Represented by Reid Collins & Tsai, liquidators for the now defunct Cayman Islands-based funds sued Reed Smith in January, alleging that the firm missed key statute of limitations deadlines in connection with a fraud lawsuit against Standard & Poor's, Moody's and Fitch Ratings that could have been worth a billion dollars.

The funds suffered losses on investments made ahead of the financial crisis. They had previously raised and fed capital to so-called master funds at Bear Stearns, which then invested heavily in risky residential mortgage backed securities and collateralized debt obligations, according to the suit.

The malpractice suit alleges that Reed Smith analyzed a potential ratings agency lawsuit as early as 2011. But the firm allegedly failed to inform its clients until 2013—and by then, the relevant six-year statute of limitations had expired because the securities involved were purchased in 2006 and 2007, the suit said.

“In total, Reed Smith's haphazard representation of the Bear Stearns funds caused the funds to lose claims worth over a billion dollars—claims against defendants who unquestionably committed the fraud that gave rise to those claims and had the financial wherewithal to pay the full amount of the judgment the Bear Stearns funds would have obtained,” the complaint said.

On Tuesday, Reed Smith's outside lawyers at Gibson, Dunn & Crutcher filed a brief pushing for two of the feeder funds' claims, one for malpractice and another for breach of contract, to be tossed.

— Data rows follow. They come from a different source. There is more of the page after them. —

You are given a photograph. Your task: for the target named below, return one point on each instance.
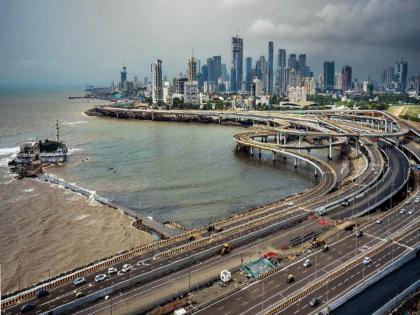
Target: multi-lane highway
(157, 263)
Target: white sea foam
(72, 123)
(72, 150)
(9, 151)
(4, 161)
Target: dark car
(42, 293)
(314, 302)
(27, 307)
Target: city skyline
(86, 46)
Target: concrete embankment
(153, 227)
(178, 115)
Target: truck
(225, 249)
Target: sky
(79, 42)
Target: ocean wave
(9, 151)
(4, 162)
(72, 123)
(72, 150)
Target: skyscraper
(211, 70)
(281, 64)
(192, 69)
(236, 70)
(270, 67)
(248, 78)
(400, 73)
(157, 86)
(217, 63)
(292, 63)
(346, 78)
(329, 75)
(123, 75)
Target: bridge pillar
(357, 147)
(300, 142)
(330, 148)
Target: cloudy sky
(79, 42)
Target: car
(126, 268)
(101, 277)
(314, 302)
(28, 307)
(112, 270)
(79, 295)
(42, 293)
(307, 263)
(367, 260)
(79, 281)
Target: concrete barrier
(175, 265)
(400, 298)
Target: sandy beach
(46, 230)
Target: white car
(367, 261)
(112, 270)
(100, 278)
(307, 263)
(126, 268)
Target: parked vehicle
(314, 302)
(126, 268)
(42, 293)
(290, 278)
(100, 277)
(307, 263)
(79, 295)
(367, 260)
(112, 270)
(79, 281)
(28, 307)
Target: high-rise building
(248, 78)
(400, 73)
(192, 69)
(270, 67)
(191, 93)
(157, 88)
(236, 70)
(123, 75)
(292, 62)
(346, 78)
(329, 75)
(281, 64)
(217, 63)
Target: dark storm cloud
(57, 41)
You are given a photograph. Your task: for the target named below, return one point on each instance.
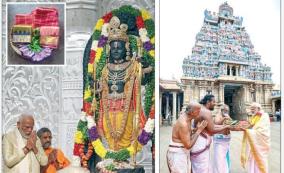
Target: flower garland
(95, 59)
(99, 148)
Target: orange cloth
(62, 160)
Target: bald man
(182, 140)
(22, 150)
(200, 152)
(256, 141)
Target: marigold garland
(95, 59)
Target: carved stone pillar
(221, 93)
(160, 106)
(237, 70)
(174, 107)
(178, 106)
(167, 103)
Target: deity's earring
(107, 51)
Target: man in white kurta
(22, 150)
(256, 142)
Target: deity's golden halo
(117, 31)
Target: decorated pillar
(221, 93)
(167, 103)
(257, 94)
(160, 106)
(186, 95)
(174, 107)
(178, 106)
(237, 70)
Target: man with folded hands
(22, 150)
(178, 153)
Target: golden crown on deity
(116, 30)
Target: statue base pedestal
(120, 167)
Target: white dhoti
(178, 158)
(221, 161)
(256, 146)
(200, 155)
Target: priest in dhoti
(256, 141)
(200, 151)
(22, 150)
(221, 143)
(183, 139)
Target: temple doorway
(234, 98)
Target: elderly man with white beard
(22, 150)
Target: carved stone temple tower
(223, 62)
(54, 94)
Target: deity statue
(120, 90)
(118, 61)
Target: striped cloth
(43, 16)
(23, 19)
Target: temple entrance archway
(234, 98)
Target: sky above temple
(182, 20)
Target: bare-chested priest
(178, 153)
(200, 152)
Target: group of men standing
(195, 129)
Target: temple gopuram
(224, 63)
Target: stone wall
(54, 94)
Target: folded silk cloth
(23, 19)
(49, 31)
(21, 33)
(43, 16)
(49, 36)
(49, 41)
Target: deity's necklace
(116, 134)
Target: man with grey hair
(182, 139)
(22, 150)
(256, 141)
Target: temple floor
(236, 141)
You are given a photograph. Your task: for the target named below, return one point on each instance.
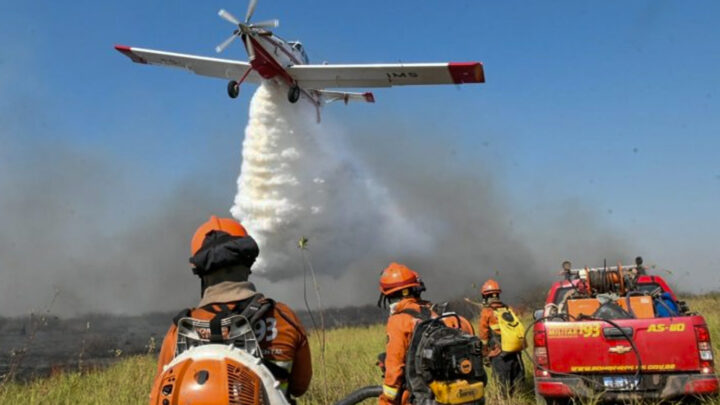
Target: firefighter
(504, 356)
(400, 290)
(222, 254)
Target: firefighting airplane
(272, 58)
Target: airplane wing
(221, 68)
(330, 96)
(386, 75)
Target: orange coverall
(399, 332)
(282, 339)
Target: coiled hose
(361, 394)
(590, 382)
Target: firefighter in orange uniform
(222, 254)
(506, 366)
(400, 290)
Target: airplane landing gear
(294, 93)
(233, 89)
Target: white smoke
(297, 180)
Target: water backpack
(512, 331)
(443, 365)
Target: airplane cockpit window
(298, 47)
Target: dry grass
(350, 358)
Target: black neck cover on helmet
(220, 250)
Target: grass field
(349, 361)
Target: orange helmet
(490, 287)
(397, 277)
(216, 375)
(227, 225)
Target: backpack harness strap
(424, 314)
(252, 309)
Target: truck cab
(619, 334)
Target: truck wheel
(541, 400)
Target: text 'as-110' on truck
(617, 333)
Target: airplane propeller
(244, 28)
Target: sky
(608, 107)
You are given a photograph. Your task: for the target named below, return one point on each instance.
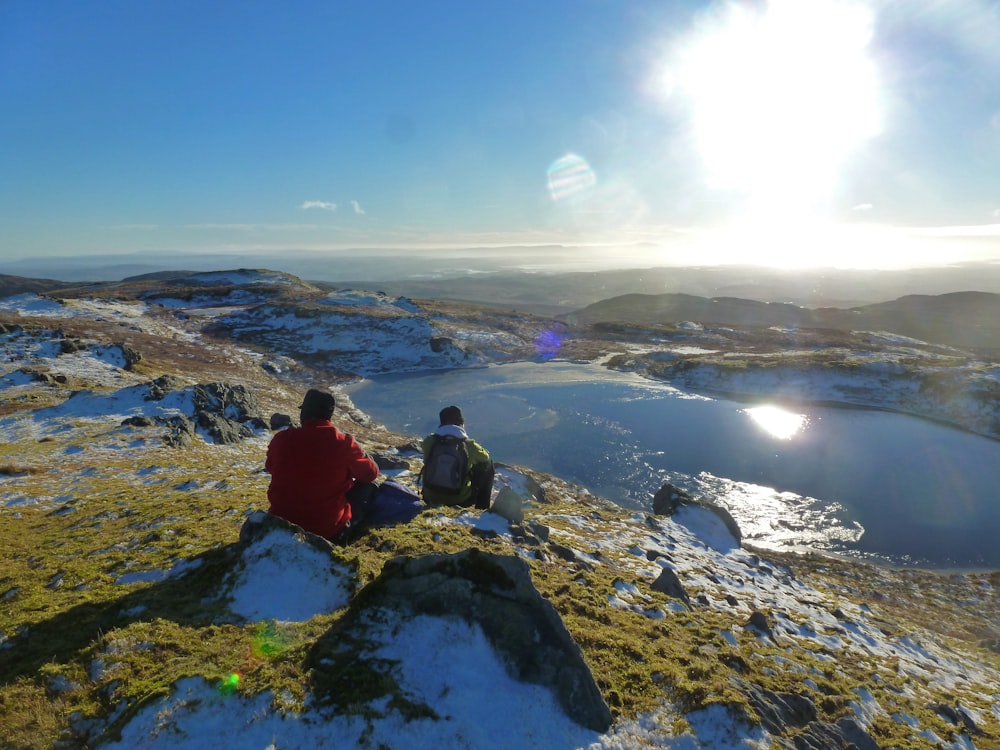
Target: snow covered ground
(450, 664)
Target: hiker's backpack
(446, 466)
(393, 503)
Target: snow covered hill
(132, 614)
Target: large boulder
(496, 592)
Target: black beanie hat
(452, 415)
(317, 404)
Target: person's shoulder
(476, 446)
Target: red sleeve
(362, 467)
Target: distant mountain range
(969, 320)
(964, 319)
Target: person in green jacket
(457, 470)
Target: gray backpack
(447, 465)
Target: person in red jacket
(315, 468)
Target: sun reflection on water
(778, 422)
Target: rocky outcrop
(224, 413)
(780, 712)
(668, 499)
(496, 592)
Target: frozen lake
(866, 483)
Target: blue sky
(791, 132)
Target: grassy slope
(80, 643)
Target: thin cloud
(255, 227)
(325, 205)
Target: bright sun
(779, 98)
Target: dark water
(852, 481)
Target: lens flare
(230, 683)
(569, 177)
(268, 641)
(778, 422)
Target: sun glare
(779, 99)
(777, 422)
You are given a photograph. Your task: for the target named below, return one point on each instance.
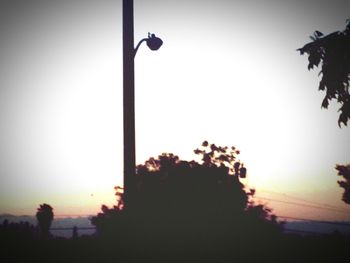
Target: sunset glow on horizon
(228, 72)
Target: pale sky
(228, 72)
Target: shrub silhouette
(195, 205)
(44, 216)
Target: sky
(228, 72)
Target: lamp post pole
(128, 101)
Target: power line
(315, 221)
(304, 205)
(304, 200)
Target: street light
(153, 42)
(129, 53)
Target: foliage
(174, 197)
(332, 51)
(344, 171)
(45, 217)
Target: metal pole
(128, 100)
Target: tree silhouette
(190, 203)
(332, 51)
(344, 171)
(44, 216)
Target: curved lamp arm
(153, 42)
(138, 45)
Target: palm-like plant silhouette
(45, 217)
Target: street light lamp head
(153, 42)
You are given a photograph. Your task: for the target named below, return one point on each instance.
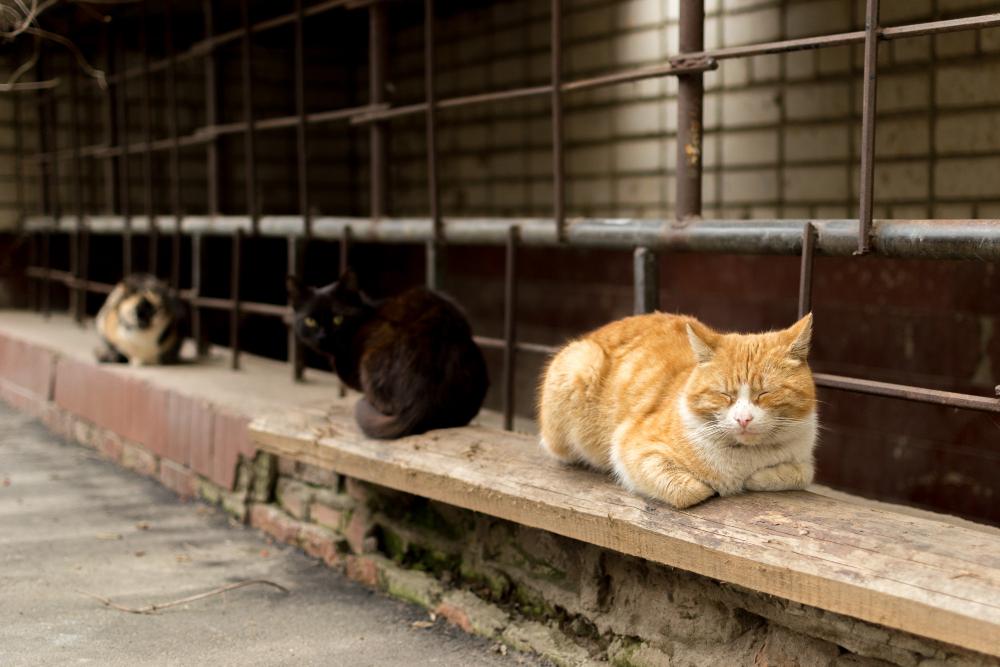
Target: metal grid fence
(954, 239)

The complaint also included a breach of fiduciary duty claim, but in a footnote, Reed Smith's brief said the firm would address that claim in a different court response in the future, but stressed that the firm believes that the fiduciary duty count has “fatal flaws.”

In substance, Reed Smith's brief supporting the partial motion to dismiss expands on the firm's initial response when contacted for comment in January, after the complaint was filed. The firm's outside lawyer, Gibson Dunn's Kevin Rosen, said in a January statement that despite Reed Smith's analysis of a potential ratings agency suit in 2011, such litigation was not viable at that point for several reasons.

Expanding on that claim, Tuesday's brief argues that the feeder funds didn't have the money to pursue a ratings agency case in 2011, and that similar financial crisis-related litigation against the ratings houses didn't gain much traction in the court system until later.

The brief also said the funds wouldn't have had direct standing to bring that case. The standing issue arose because, technically, the master funds purchased the securities. For the feeder funds to pursue the ratings houses, they would have needed to enter an agreement in which they purchased an assignment of the master funds' claims.

“It is beyond speculation to allege that despite these dire straits, plaintiffs would have miraculously found some unknown source of funding not only to purchase the assignment from the master funds, but also to underwrite multimillion-dollar litigation against the rating agencies and/or underwriters on a theory of liability that largely had been rejected by courts at that time,”

Reid Collins & Tsai's William Reid IV, who represents the feeder funds, said in an interview Tuesday that Reed Smith's response to the malpractice suit includes “rank speculation” about the funds' ability to bring a lawsuit before the statute of limitations ran out. The firm, he said, is attempting to shift blame for missing key deadlines to Reed Smith's former clients, when in reality it was the firm's responsibility to keep track of those deadlines and to keep its clients apprised.

Reid also said, “Each and every one of the defenses posed by Reed Smith is a fact issue that a jury should consider.”